One of the most satisfying anecdotes from the time of Wojnarowicz’s brief prosperity involves an installation Wojnarowicz created for banker/art dealer Robert Mnuchin and Adriana Mnuchin in their Manhattan townhouse. It featured cow skulls covered in maps, Wojnarowicz’s famous Burning Child sculpture, and heaps of trash. With the trash came bugs and the potential to infest the lavish home of the wealthy collectors that Wojnarowicz resented. As with many ahead-of-their-time visionaries, Wojnarowicz’s decades-old work remains relevant but the tension between his artistic integrity and the rich people who could afford his work feels very much a relic of a time long passed in an era when it seems that almost every creator has resigned themselves to selling out. (Incidentally, or maybe not at all, Robert Mnuchin’s son is Steven Mnuchin, Donald Trump’s United States Secretary of the Treasury.)
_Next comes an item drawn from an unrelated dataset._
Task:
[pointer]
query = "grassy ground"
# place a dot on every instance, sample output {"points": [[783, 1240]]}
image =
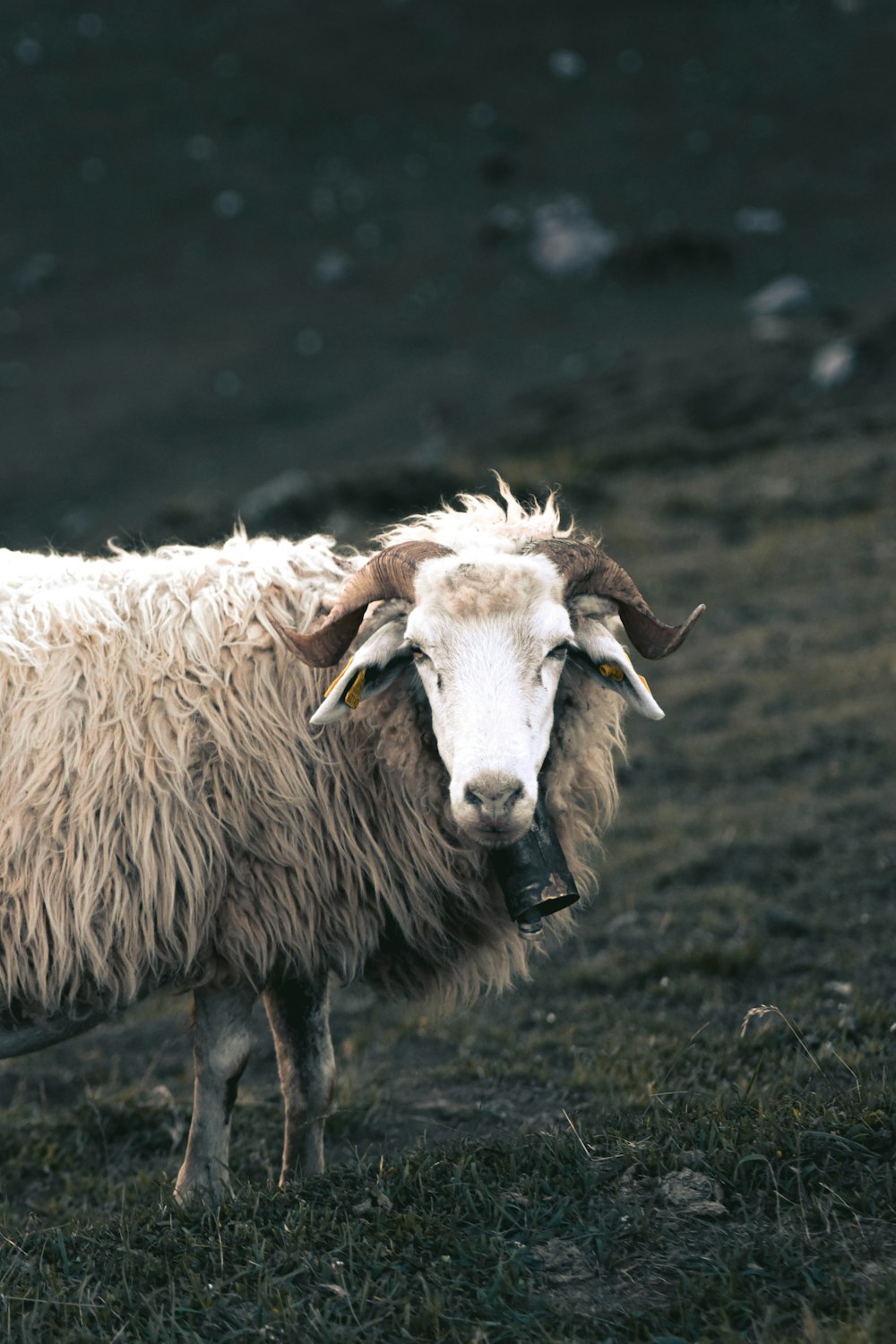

Like other provocative queer artists of his time, Wojnarowicz became a political target. The National Endowment for the Arts rescinded $15,000 to fund his AIDS-focused “Tongues of Flame” exhibition after Wojnarowicz wrote an essay in which he illustrated the power of imagination by saying he could legally envision dousing Jesse Helms with gasoline, and called homophobic, anti-condom Cardinal John O’Connor “this fat cannibal from that house of walking swastikas.” To explain the decision, NEA chairman John Frohnmayer said, “We find… that a large portion of the content is political rather than artistic in nature.” It was always a laughable observation, but seems so particularly 30 years later, in a time when society is not just on board with the political nature of art—it practically demands that art be politically meaningful.
“When I contracted this virus, it didn’t take me long to realize I contracted a diseased society as well,” we hear Wojnarowicz say in the film. All these years later, society’s recovery is ambiguous at best. In 2010, Wojnarowicz’s film A Fire in My Belly, which features ants crawling on a crucifix, was pulled from an exhibit Smithsonian’s National Portrait Gallery after an outcry primarily spearheaded by the Catholic League. On the upside, the Whitney hosted a Wojnarowicz retrospective exhibition in 2018 in which an unsung artist at last received his due.
“He was always searching,” said McKim. “That for me was what was so great about the experience. Everything was so relatable”
Wojnarowicz: Fuck You Faggot Fucker is available for online viewing via DOC NYC.